We haven’t gone far when a cyclist flags down Officer Brew. There’s been a collision. We can see from a distance that two people are down on the ground. A male cyclist is bleeding from just over the ear. He’s on his back, winded and jarred. A female pedestrian is sitting up, propped up against a friend who supports her. She’s cut on her face, her hands, her arms and her hip. She looks shaken up.
A woman who saw the collision says the cyclist and pedestrian were headed in the same direction, with the cyclist trailing the pedestrian. The witness says the pedestrian suddenly made a U-turn, just as the cyclist was swinging wide to pass her. That’s when the two collided—head on. The witness, who didn’t want to be named, tells me she is a runner and uses the trail when she bikes: “You just can’t be too cautious. When you’re a bicyclist, you want to verbally, or with a bell let them [pedestrians] know that you’re coming behind them. When you’re a runner or a walker..you just have to be so cautious. I ride fairly fast as well, and you know, it scares you, because you realize you should just be extra cautious and not ride so fast.”
In recent weeks there was another crash, involving two cyclists. One was trying to pass a pedestrian when the two cyclists hit head-on. One suffered broken ribs, the other ended up in intensive care.
Brew points out to me later that there is a 15 mile an hour speed limit on the trail. He knows it irks lots of cyclists. He’s a racer himself but says, “Not everyone is a pro cyclist with the reflexes of a cat…a lot of people need that cushion of time over distance. Traveling at 15 mph allows you to be able to react safely. “
Brew’s been patrolling by bike for two years and had to go through training for it. One of the basic skills for a bike patrol officer: learning how to pursue a suspect who figures getting away is as easy as heading for the nearest staircase. Brew says, he can handle that: “Which is the most fun part actually, learning how to ride up and down stairs.”
And police on bikes do carry weapons. “We learn how to draw a weapon from the bike, skid to a stop and shoot a target. We also learn how to go into a skid, lay on our backs while still straddling the bike and shoot from the ground, because if you’re chasing a suspect at a high speed, and a suspect turns around and points a gun at you-- it’s not a situation you ever want to find yourself in, but we have to practice it.”
Brew says two things are particularly troublesome on the trail: pets on long leashes which are allowed to stretch across the trail, and children who are still learning to handle a bike plopped in the thick of the action on a weekend. He says diplomatically: “It might not be the best place to take the training wheels off for the first time and teach them how to ride.”

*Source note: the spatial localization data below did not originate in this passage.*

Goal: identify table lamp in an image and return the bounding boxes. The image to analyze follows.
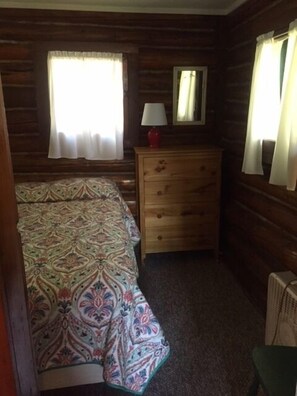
[141,103,167,148]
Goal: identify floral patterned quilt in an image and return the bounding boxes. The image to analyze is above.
[16,178,169,395]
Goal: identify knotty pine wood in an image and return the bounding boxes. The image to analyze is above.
[221,0,297,311]
[135,146,222,262]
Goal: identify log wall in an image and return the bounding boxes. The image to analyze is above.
[0,8,222,217]
[1,1,297,314]
[0,13,222,392]
[221,0,297,312]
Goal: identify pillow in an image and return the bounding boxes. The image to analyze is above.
[15,177,120,203]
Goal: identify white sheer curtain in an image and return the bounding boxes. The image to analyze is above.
[177,70,196,122]
[270,20,297,190]
[242,32,283,174]
[48,51,124,160]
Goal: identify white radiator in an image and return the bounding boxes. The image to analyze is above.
[265,271,297,346]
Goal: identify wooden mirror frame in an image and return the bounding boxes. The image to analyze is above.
[173,66,207,125]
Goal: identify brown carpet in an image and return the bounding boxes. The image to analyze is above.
[42,251,265,396]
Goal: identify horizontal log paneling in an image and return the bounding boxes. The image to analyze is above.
[7,2,297,392]
[0,8,220,210]
[223,121,246,141]
[0,43,33,61]
[139,71,172,92]
[5,1,297,317]
[0,9,218,28]
[1,70,35,86]
[226,203,297,271]
[224,229,271,312]
[221,0,297,311]
[230,183,297,237]
[3,86,36,108]
[225,226,279,286]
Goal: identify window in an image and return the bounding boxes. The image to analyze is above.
[242,19,297,191]
[48,51,124,160]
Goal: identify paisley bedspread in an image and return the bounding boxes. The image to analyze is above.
[16,178,170,395]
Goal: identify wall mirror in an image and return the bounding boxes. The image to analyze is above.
[173,66,207,125]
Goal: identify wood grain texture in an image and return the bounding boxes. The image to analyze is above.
[221,0,297,311]
[135,146,222,262]
[0,0,296,327]
[0,7,221,233]
[0,75,38,395]
[0,7,219,163]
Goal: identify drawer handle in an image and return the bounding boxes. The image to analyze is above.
[200,165,206,171]
[157,214,162,219]
[157,190,162,195]
[157,235,162,240]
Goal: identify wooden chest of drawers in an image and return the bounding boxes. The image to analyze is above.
[134,146,223,262]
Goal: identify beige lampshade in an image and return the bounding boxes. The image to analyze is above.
[141,103,167,126]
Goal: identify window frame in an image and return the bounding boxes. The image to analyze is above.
[34,42,139,155]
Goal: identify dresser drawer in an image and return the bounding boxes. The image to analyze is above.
[134,146,223,262]
[143,155,220,181]
[145,223,216,253]
[144,178,218,204]
[144,202,218,228]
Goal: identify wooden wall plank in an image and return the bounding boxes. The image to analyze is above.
[0,8,221,223]
[221,0,297,310]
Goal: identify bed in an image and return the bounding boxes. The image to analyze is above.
[15,177,170,395]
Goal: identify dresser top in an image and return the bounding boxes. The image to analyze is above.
[134,145,223,155]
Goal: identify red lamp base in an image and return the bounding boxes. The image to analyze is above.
[147,127,160,148]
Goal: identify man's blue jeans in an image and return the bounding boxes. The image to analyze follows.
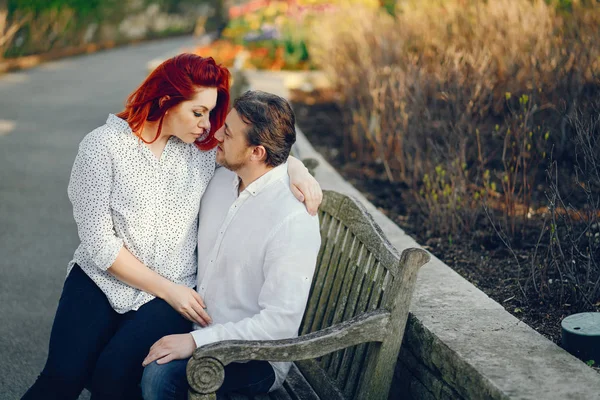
[21,265,192,400]
[142,359,276,400]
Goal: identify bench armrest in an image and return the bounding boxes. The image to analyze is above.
[186,310,390,395]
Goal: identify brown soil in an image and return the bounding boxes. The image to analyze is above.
[290,88,594,349]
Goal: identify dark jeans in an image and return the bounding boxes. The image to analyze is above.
[22,265,191,400]
[142,359,276,400]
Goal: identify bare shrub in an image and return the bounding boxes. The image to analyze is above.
[307,0,600,238]
[518,105,600,309]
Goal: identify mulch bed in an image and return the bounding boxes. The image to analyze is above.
[290,88,586,348]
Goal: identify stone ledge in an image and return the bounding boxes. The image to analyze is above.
[292,125,600,399]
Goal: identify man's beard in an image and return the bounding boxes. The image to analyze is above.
[217,153,245,172]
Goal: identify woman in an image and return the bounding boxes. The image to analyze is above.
[22,53,321,400]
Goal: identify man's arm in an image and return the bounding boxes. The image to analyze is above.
[143,210,321,365]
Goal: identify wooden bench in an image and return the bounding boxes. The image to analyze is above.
[186,190,430,400]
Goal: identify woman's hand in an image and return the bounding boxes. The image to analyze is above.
[288,156,323,216]
[106,248,211,326]
[164,283,212,327]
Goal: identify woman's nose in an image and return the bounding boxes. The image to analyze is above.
[198,118,211,130]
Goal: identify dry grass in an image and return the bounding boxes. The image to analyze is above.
[308,0,600,235]
[307,0,600,308]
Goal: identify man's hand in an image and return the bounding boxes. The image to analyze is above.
[142,334,196,366]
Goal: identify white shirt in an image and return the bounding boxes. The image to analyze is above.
[192,163,321,390]
[67,114,216,313]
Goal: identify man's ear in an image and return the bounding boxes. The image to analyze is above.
[159,95,171,109]
[251,146,267,163]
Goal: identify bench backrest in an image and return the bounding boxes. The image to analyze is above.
[298,190,428,399]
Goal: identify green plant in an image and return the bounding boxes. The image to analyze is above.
[0,1,29,59]
[496,94,551,237]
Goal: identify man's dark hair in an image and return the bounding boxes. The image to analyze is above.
[233,90,296,167]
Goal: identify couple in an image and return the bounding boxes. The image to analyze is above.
[141,90,321,399]
[22,54,321,399]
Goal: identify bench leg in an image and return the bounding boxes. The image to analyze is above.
[188,390,216,400]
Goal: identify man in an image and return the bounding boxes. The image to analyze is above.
[140,90,321,399]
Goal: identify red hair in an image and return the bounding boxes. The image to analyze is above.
[116,53,231,151]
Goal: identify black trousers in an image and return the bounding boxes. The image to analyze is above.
[22,265,192,400]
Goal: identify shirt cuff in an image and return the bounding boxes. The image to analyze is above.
[191,326,222,348]
[93,237,124,271]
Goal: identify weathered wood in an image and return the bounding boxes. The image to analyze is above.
[296,359,345,400]
[186,191,430,400]
[331,246,371,383]
[320,227,352,330]
[267,388,294,400]
[320,234,360,371]
[356,248,430,399]
[191,310,389,365]
[300,213,339,335]
[336,253,380,390]
[282,364,321,400]
[309,221,346,333]
[188,391,216,400]
[186,356,225,395]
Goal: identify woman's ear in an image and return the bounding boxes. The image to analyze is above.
[159,95,171,109]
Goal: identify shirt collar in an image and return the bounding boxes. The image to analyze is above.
[106,114,132,133]
[232,161,288,197]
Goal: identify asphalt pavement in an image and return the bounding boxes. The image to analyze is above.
[0,35,199,399]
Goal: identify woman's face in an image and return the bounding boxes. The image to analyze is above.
[162,87,218,144]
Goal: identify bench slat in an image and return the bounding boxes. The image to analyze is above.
[282,364,321,400]
[331,250,374,386]
[342,342,370,397]
[296,359,345,400]
[309,221,347,333]
[339,255,385,396]
[320,234,361,371]
[265,389,293,400]
[300,214,340,336]
[319,227,353,344]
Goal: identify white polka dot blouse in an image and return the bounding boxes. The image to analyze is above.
[67,114,216,313]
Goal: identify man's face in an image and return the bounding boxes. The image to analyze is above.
[214,109,252,171]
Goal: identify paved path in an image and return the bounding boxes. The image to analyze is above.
[0,35,198,399]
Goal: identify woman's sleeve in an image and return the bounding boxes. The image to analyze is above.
[67,138,123,271]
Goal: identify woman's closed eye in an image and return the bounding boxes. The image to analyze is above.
[193,111,204,117]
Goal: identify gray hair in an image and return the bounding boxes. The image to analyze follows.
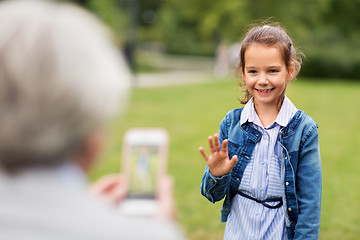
[0,0,130,169]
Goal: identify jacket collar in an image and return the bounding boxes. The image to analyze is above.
[240,96,297,128]
[279,110,305,137]
[239,109,305,142]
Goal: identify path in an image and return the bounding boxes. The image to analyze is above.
[134,71,214,88]
[131,53,219,88]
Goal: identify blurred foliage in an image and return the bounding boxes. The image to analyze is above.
[74,0,129,46]
[72,0,360,79]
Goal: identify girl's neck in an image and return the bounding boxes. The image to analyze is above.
[253,95,285,128]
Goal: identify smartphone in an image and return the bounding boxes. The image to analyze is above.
[118,128,169,216]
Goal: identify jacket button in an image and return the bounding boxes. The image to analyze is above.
[288,207,292,212]
[285,182,289,186]
[209,178,215,184]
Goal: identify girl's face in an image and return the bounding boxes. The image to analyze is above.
[242,43,294,109]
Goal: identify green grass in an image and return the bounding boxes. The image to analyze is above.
[90,78,360,240]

Brew sets a good example as I go on this early morning ride-along. His pace is steady, he calls out to cyclists and pedestrians as he passes, and he looks out for those in trouble. But when he’s on his own bike on his own time? He admits, it would be tempting to streak through an intersection here and there, especially when there’s little traffic.
“That really crosses your mind a lot, but I think I need to be a good example… one bad cyclist can ruin it for 50 bicyclists. If they see that one person blow through a red light, or blow through a stop sign, they’re gonna say “See? All cyclists are bad.”